Wie weiß ich, dass sich eine Attacke ankündigt?
Häufig tritt das hereditäre Angioödem unvorhersehbar auf. Doch bei manchen Betroffenen kündigt sich die Attacke mit gewissen Vorboten (Prodromi) an. Das bedeutet, dass der Schleimhautschwellung bestimmte Beschwerden und Gefühlszustände voran gehen. Dazu gehört ein vermehrtes Durstgefühl, Abgeschlagenheit und Müdigkeit, Aggressivität oder eine depressive Verstimmung. Auch ein begrenzter, rosaroter Hautausschlag am Körperstamm, der nicht juckt, (Erythema Marginatum) kann auftreten. Wenn Du an dem hereditären Angioödem erkrankt bist, achte auf diese möglichen Vorboten!
Ein Ausbruch der Erkrankung kann aber auch von Zahnoperationen oder Operationen am Kehlkopf getriggert werden. In diesem Fall ist die Gefahr einer Schwellung im Bereich der Atemwege besonders hoch. Auch Infektionskrankheiten, psychisch belastende Stresssituationen oder auch hormonelle Veränderungen und Medikamente (ACE-Hemmer, Östrogene) können einen Ausbruch auslösen.
Was ist die Ursache des hereditäres Angioödem (HAE)?
Beim HAE handelt es sich um eine genetische Erkrankung. In den meisten Fällen wird die Erkrankung von den Eltern vererbt. Frag in Deiner Familie nach, vielleicht kennt ein Familienmitglied die Beschwerden selbst auch. Für die Nachkommen besteht nämlich ein Risiko von fünfzig Prozent die Erkrankung zu erben (autosomal dominante Vererbung). Eine Veränderung (Mutation) auf dem Gen des sogenannten C1-Inhibitors ist für die Angioödemattacken verantwortlich. Es liegt auf dem langen Arm des Chromosoms 11. In manchen Fällen tritt die Mutation aber auch spontan auf, das heißt, dass die Eltern noch keine Veränderung des Gens hatten. Die Mutation führt dazu, dass entweder zu wenig C1-Inhibitor vorhanden (quantitativer Mangel) ist oder dass dieser nicht richtig funktioniert. Deswegen wird das hereditäre Angioödem in verschiedene Typen unterteilt. In der Tabelle sind die beiden Haupttypen des hereditären Angioödems (HAE) aufgelistet. Sie unterscheiden sich nicht in ihren Symptomen oder ihrer Therapie. Es gibt aber auch noch weitere Erkrankungen, die Angioödeme auslösen. Auch diese sind in der Tabelle aufgeführt.

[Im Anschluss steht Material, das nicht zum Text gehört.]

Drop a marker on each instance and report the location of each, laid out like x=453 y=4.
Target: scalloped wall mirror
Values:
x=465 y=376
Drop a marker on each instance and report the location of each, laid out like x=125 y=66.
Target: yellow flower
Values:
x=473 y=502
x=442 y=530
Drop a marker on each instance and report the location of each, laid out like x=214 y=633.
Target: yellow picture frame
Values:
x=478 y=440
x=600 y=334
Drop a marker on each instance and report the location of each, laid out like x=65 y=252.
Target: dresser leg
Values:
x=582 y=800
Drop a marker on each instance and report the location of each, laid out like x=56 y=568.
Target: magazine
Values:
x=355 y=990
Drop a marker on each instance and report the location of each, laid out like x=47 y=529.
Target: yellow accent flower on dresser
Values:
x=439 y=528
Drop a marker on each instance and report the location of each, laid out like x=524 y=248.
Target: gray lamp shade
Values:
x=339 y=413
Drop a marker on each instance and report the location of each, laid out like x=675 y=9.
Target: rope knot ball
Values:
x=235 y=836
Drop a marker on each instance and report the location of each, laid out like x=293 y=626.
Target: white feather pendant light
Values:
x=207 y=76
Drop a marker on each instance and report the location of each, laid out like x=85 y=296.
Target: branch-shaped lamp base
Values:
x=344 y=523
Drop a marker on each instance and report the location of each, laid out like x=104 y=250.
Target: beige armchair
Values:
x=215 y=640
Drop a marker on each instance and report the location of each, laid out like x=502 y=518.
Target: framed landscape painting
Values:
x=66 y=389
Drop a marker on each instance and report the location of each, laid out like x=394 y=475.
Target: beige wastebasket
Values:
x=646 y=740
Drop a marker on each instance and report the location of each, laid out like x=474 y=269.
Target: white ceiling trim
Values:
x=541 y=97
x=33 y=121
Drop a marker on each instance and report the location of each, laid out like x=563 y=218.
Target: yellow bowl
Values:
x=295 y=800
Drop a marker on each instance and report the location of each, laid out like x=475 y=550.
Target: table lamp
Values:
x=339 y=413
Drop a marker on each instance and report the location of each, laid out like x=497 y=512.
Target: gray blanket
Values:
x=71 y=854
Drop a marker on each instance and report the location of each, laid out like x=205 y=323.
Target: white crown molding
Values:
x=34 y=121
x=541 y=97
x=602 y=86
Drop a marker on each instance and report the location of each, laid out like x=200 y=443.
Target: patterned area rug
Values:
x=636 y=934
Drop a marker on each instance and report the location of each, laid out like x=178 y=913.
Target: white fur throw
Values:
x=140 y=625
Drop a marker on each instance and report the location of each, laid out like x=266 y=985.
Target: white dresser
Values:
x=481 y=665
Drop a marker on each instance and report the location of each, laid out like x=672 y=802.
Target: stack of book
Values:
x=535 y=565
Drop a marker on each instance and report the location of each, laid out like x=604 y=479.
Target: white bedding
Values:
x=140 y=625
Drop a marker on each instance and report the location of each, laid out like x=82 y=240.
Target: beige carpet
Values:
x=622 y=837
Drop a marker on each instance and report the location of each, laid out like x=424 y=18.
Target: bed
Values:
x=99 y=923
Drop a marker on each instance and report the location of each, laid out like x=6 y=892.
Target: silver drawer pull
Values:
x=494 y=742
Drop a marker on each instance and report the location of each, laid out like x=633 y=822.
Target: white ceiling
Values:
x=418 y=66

Typ | Beschreibung | Symptome |
---|---|---|
HAE-I | 85% C1-Inhibitor-Mangel |
Schwellungen an Extremitäten Bauch (Schmerzen, Übelkeit, Erbrechen, Durchfall) Hals (Gefahr Larynxödem) Auslöser: spontan, Stress, Operationen, Verletzungen |
HAE-II | 15% Funktionsstörung C1-Inhibitor |
wie HAE-I |
HAE-III | normaler C1-Inhibitor-Spiegel im Blutplasma | ähnlich wie HAE-I und HAE-II |
AAE-I | Auto-Immun-Reaktion Antikörper zerstören die Funktion des C1-Inhibitors |
Wie HAE-I |
idiopathisches Angioödem | Cell | Schwellungen und/oder juckende Quaddelbildung (Urtikaria) bis zu 6 Wochen Dauer Schilddrüsenerkrankung abklären! |
Allergisches Angioödem | häufigste Form allergische Reaktion (Nahrungsmittel, Stiche, Arzneimittel) Histaminvermittelt |
Schwellungen in Gesicht und Halsbereich juckende Quaddelbildung (Urtikaria) |
durch ACE-Hemmer und Angiotensine ausgelöst | Reaktion auf Blutdruck senkende Medikamente | Vermehrt Schwellungen im Gesicht- und Halsbereich (Zunge, Lippen) |
Was ist die Aufgabe des C1-Inhibitors?
Der C1-Inhibitor ist Teil eines komplizierten Systems in deinem Körper, welches die Durchlässigkeit der Gefäße (Gefäßpermeabilität) und die Ausdehnung der Gefäße (Vasodilatation) regelt. Dies geschieht im letzten Schritt über das Hormon Bradykinin, welches an seinen Rezeptor bindet. Der C1-Inhibitor hemmt beim Gesunden die Bildung des Hormons Bradykinin. Gibt es zu wenig C1-Inhibitor oder funktioniert dieser nicht richtig, entsteht im Körper zu viel Bradykinin. Dies führt dazu, dass die Gewebezellen durchlässig werden: eine Schwellung entsteht!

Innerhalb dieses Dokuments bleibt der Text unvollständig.